Moscow is reinforcing its military presence in the Mediterranean near Syria, Russian media reported Tuesday, as speculation grows that Damascus is planning a Russian-backed offensive on rebel-held Idlib province.
Moscow has accused rebels of planning to stage a chemical attack in the northwestern province that would "provoke" Western strikes on its ally Damascus.
Quoting anonymous sources, the Kommersant daily reported that Russia sent two warships and an additional anti-aircraft missile system to the Mediterranean in August.
Pro-Kremlin paper Izvestia said Russia currently has 10 warships and two submarines in Syrian waters, saying this amounted to Moscow’s biggest military presence there since it became involved in the conflict in 2015.
According to Izvestia, Russia plans to send "several more" warships to Syria.
Russia’s deputy foreign minister Sergei Ryabkov charged that the jihadist group Tahrir al-Sham "is close to committing a very serious provocation in Idlib using chemical weapons".
At the weekend, Russia repeatedly accused Syrian militants of planning the attack in the rebel-held province.
It also accused British secret services of being "actively involved" in the plot.
Moscow’s accusations came after US President Donald Trump’s national security adviser John Bolton said Washington will respond "very strongly" if Syrian regime forces used chemical weapons to retake Idlib.
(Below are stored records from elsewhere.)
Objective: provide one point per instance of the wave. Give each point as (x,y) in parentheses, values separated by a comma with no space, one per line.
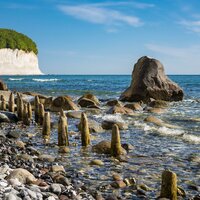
(169,132)
(46,80)
(116,118)
(15,79)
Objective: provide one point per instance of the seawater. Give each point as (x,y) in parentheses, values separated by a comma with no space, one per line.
(155,148)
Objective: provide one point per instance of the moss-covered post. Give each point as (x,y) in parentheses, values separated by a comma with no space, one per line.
(46,130)
(20,107)
(3,103)
(169,185)
(62,131)
(37,101)
(29,110)
(11,105)
(41,113)
(26,120)
(85,132)
(115,141)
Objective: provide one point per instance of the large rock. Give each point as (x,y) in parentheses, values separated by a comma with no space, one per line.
(120,110)
(149,81)
(94,126)
(2,85)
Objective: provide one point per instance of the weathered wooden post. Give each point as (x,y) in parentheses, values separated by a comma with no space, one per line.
(63,130)
(85,132)
(169,185)
(37,101)
(29,110)
(41,113)
(20,107)
(46,130)
(3,103)
(115,141)
(26,120)
(11,105)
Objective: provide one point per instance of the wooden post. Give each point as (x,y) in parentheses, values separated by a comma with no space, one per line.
(3,103)
(26,120)
(115,141)
(169,185)
(62,131)
(29,110)
(85,132)
(20,107)
(46,130)
(37,101)
(41,113)
(11,105)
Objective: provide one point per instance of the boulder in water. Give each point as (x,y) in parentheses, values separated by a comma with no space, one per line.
(2,85)
(149,81)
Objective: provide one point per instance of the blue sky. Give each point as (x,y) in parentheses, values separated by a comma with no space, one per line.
(107,37)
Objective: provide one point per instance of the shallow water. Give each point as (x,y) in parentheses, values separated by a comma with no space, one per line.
(156,148)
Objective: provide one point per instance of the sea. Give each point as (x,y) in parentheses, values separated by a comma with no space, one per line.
(155,148)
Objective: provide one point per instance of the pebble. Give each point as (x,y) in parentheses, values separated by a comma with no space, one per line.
(57,168)
(55,188)
(97,162)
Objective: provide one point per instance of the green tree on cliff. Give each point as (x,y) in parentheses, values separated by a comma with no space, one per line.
(14,40)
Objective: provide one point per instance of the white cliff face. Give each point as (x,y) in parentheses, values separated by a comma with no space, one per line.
(18,62)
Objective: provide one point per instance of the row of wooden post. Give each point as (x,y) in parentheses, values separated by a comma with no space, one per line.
(24,112)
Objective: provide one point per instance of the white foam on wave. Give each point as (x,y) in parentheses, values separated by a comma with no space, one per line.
(116,117)
(170,132)
(45,80)
(15,79)
(191,138)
In April, the US, France and Britain launched joint missile strikes on Syrian targets in response to an alleged chemical weapons attack in the town of Douma that left scores of people dead.
Russian stuck by its ally Syria and angrily insisted the Douma attack was staged by the White Helmets volunteer rescue service.
Russia, a long-time ally of Syria, launched a military intervention in 2015 to support the embattled regime of President Bashar al-Assad, a move that changed the course of the war.
Damascus still holds the southeastern tip of Idlib, a strategically important province adjacent to Latakia on the Mediterranean coast that is home to Assad’s clan.
More than 350,000 people have been killed and millions displaced since Syria’s war started in 2011 with the brutal repression of anti-government protests.